RD. Quelle a été, comme médecin humanitaire, votre première expérience de la frontière comme problème ? Comme le petit x inattendu, qui dérange ou déjoue un plan d'intervention (au delà de cette ligne, on ne peut pas faire comme on veut).

RB. C'était en octobre 1979, à la lisière du Cambodge. On savait que les Khmers Rouges et les dizaines de milliers de civils qu'ils poussaient avec eux dans leur déroute face à l'invasion vietnamienne se massaient de l'autre côté de la frontière. Il y avait tout lieu de penser qu'ils étaient dans un état effroyable, après des mois d'errance en forêt mais ils restaient hors d'atteinte. C'est le roi de Thaïlande, a-t-on dit, qui a ordonné l'ouverture du pays pour des raisons humanitaires. Même si la suite a montré que d'autres raisons, d'ordre géopolitique, avaient sans doute prévalu, la frontière est apparue à ce moment comme l'obstacle au sauvetage d'urgence. Quelques mois plus tard, convaincus qu'une famine dévastait le pays, nous organisions une “Marche pour la Survie du Cambodge” dont l'enjeu était de mettre en scène la frontière fermée, gardée par les Bodoï, que venaient symboliquement défier trois cents manifestants pacifiques apportant vivres et médicaments à un peuple agonisant. Nous sommes restés quelques heures à proximité et sommes repartis, démontration faite de l'intransigeance criminelle de ce régime communiste.

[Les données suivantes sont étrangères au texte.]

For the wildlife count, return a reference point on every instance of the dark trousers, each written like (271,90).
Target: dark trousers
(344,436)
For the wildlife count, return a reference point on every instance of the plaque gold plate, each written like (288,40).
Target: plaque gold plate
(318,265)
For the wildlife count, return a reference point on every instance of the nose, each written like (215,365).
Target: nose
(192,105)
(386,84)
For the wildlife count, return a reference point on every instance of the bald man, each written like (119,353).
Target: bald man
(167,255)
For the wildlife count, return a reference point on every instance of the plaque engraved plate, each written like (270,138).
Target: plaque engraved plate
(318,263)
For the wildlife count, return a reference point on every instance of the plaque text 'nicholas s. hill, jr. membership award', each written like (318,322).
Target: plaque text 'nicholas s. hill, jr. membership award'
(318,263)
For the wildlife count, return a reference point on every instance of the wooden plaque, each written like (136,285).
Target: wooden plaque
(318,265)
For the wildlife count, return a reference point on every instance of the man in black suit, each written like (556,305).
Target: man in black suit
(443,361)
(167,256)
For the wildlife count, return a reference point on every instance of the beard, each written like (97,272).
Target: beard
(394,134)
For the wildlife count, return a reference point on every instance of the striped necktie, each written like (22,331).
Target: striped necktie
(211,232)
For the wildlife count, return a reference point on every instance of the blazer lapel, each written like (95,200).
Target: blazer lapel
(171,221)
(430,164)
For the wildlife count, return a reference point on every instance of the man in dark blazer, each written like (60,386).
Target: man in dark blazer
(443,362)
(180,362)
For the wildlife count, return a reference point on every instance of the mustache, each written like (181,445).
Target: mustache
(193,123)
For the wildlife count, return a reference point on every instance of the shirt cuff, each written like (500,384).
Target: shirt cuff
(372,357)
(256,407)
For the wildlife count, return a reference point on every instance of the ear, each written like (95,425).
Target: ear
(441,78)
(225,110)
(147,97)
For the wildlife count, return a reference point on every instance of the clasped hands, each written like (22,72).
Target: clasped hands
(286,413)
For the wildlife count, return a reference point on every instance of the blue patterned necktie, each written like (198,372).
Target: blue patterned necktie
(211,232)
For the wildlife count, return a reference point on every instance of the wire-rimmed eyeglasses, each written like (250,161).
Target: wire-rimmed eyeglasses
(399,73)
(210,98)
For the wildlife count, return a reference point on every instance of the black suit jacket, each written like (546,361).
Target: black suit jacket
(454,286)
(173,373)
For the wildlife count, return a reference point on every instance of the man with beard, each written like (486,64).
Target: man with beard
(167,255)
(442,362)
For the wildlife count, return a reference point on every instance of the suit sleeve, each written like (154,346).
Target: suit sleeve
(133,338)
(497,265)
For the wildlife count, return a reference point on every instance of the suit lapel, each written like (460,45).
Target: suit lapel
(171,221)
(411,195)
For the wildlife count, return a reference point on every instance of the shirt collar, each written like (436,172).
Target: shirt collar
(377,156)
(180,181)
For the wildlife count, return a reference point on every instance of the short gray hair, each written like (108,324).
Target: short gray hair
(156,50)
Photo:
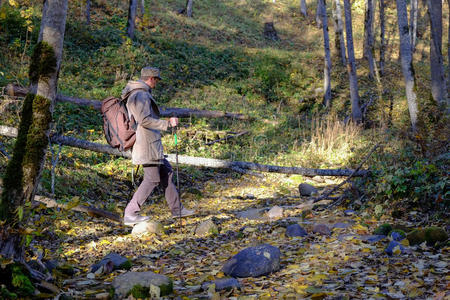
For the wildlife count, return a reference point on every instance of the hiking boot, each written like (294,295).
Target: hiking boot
(134,219)
(184,213)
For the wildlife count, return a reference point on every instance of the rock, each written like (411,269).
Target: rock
(374,238)
(253,262)
(341,225)
(306,189)
(275,212)
(147,227)
(141,284)
(397,235)
(206,228)
(110,262)
(349,212)
(383,229)
(394,248)
(295,230)
(222,284)
(431,235)
(321,229)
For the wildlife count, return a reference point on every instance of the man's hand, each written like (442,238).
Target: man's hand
(173,121)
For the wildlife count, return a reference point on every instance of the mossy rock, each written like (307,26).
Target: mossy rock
(431,235)
(383,229)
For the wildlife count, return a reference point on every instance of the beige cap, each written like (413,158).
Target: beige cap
(151,72)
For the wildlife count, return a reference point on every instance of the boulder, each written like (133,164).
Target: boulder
(253,262)
(142,285)
(306,189)
(383,229)
(321,229)
(222,284)
(110,262)
(206,228)
(147,227)
(275,212)
(295,230)
(394,248)
(431,235)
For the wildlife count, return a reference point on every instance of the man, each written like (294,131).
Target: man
(148,150)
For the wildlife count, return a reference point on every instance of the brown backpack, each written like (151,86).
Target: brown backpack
(119,129)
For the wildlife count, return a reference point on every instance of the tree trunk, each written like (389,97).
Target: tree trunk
(438,84)
(368,37)
(303,8)
(339,41)
(413,24)
(319,14)
(326,47)
(382,36)
(351,65)
(24,169)
(189,4)
(194,161)
(131,24)
(141,8)
(406,61)
(88,12)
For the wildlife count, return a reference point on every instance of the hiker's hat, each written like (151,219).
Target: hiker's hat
(151,72)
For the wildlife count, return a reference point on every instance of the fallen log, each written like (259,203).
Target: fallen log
(14,90)
(90,210)
(200,161)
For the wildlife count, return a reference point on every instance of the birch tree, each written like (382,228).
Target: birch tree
(189,4)
(406,61)
(339,41)
(351,65)
(131,23)
(413,12)
(326,47)
(368,36)
(303,8)
(88,12)
(382,35)
(436,59)
(24,169)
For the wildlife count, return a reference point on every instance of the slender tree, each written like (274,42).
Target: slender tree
(382,35)
(131,24)
(319,14)
(88,12)
(351,65)
(438,89)
(368,36)
(339,41)
(141,8)
(303,8)
(24,169)
(413,13)
(326,47)
(189,4)
(406,61)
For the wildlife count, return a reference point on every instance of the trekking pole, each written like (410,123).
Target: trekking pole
(174,131)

J'ajoute, pour faire bonne mesure, que j'ai appris trois ans plus tard qu'il n'y avait pas eu de famine au CambodgeVoir “Les Liaisons dangereuses...” Op. Cit..


RD. Estimez vous possible aujourd'hui, fort de trente ans d'expérience, de combien d'interventions humanitaires internationales et respect des singularités nationales ? Et si oui, comment une affaire comme Zoé est-elle possible ?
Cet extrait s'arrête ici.